‘The Search for the Social Contract in England’s Regions’
This project will use Social Contract theory to investigate (the lack of) engagement with sub-national institutions and policies in England.It will do this by using a case study of the Leicestershire region and analysing data through the lens of Social Contract Theory (principally through the work of Rousseau, Hobbes and Locke). The project is one of the first to use Social Contract Theory to analyse regional studies data and this will develop our empirical understanding of how sub-national governance can engage with the local population and business community in these ways to form the networks that drive local economies. The use of Social Contract Theory allows for new theoretical insights which will extend regional studies theories relating to network building, trust and regional leadership. Hobbes, Locke and Rousseau argued that it is only when it is clear to the population that a government or institution can provide them with protection and prosperity that they will submit to their authority.

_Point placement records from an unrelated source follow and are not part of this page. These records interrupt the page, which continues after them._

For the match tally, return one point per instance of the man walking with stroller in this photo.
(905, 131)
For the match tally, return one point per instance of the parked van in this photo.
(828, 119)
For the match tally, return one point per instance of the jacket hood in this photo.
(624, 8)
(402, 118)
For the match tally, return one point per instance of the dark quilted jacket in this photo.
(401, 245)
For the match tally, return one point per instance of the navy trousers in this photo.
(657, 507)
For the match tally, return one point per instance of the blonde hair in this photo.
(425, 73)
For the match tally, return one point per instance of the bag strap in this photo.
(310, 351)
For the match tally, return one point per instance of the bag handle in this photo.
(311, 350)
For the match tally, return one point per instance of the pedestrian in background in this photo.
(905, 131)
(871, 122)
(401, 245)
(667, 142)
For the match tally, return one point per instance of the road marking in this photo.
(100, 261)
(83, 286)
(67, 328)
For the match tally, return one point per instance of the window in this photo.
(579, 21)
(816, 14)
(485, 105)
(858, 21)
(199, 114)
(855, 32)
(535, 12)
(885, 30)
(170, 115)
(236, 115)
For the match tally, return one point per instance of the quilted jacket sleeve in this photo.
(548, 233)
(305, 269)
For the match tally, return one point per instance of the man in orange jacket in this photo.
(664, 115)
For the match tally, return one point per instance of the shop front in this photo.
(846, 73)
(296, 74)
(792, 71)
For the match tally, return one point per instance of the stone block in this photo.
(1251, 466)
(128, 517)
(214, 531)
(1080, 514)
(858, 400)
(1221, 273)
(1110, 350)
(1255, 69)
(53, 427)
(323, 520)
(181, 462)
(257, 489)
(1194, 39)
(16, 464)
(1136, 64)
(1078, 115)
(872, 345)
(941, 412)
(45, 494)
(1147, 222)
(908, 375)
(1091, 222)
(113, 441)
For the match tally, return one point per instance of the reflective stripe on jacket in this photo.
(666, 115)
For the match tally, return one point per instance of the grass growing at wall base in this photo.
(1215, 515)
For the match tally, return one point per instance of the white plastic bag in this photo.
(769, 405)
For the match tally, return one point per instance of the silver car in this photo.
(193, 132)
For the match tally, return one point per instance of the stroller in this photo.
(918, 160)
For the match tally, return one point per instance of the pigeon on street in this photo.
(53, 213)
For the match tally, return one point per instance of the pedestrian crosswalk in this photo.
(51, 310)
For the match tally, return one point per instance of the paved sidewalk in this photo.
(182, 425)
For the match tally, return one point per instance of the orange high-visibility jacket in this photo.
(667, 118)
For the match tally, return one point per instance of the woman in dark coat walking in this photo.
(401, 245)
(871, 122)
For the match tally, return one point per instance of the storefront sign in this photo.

Read more about this research here: https://regions.regionalstudies.org/ezine/article/between-liberty-and-regional-leviathan-establishing-engagement-with-local-governance-in-leicestershire/
“Perhaps the biggest impact of the RSA EC grant on my career has been the confidence I have gained from being awarded the grant. Since winning the grant I have gone on to secure a number of other grants with colleagues meaning that I am now fully ensconced in the research community at both my institution and the wider academic community. Though this I have been involved in the launch of the INCITE (Innovation and Creativity in Transformational Economies) Research Group which I now co-direct. We have gone on to carry out extensive research in Vietnam, resulting in collaborations with local academics and Government Ministries on the economic development of Vietnam as well as emergent research in Kazakhstan, Kyrgyzstan and Uzbekistan where the knowledge I developed during the RSA grant directly informs our work. In addition, I am now working with the Anthropocene Research Group based in the Geology Department at Leicester on projects exploring how the scientific data on the climate crisis can be translated into public policies to address that crisis and gain the support of the public and business. These research activities and the associated grant capture led to my successful promotion to Associate Professor at the start of the 2019/20 academic year. I do not believe that any of the research work I have done since 2018 would have been possible without the RSA EC grant.”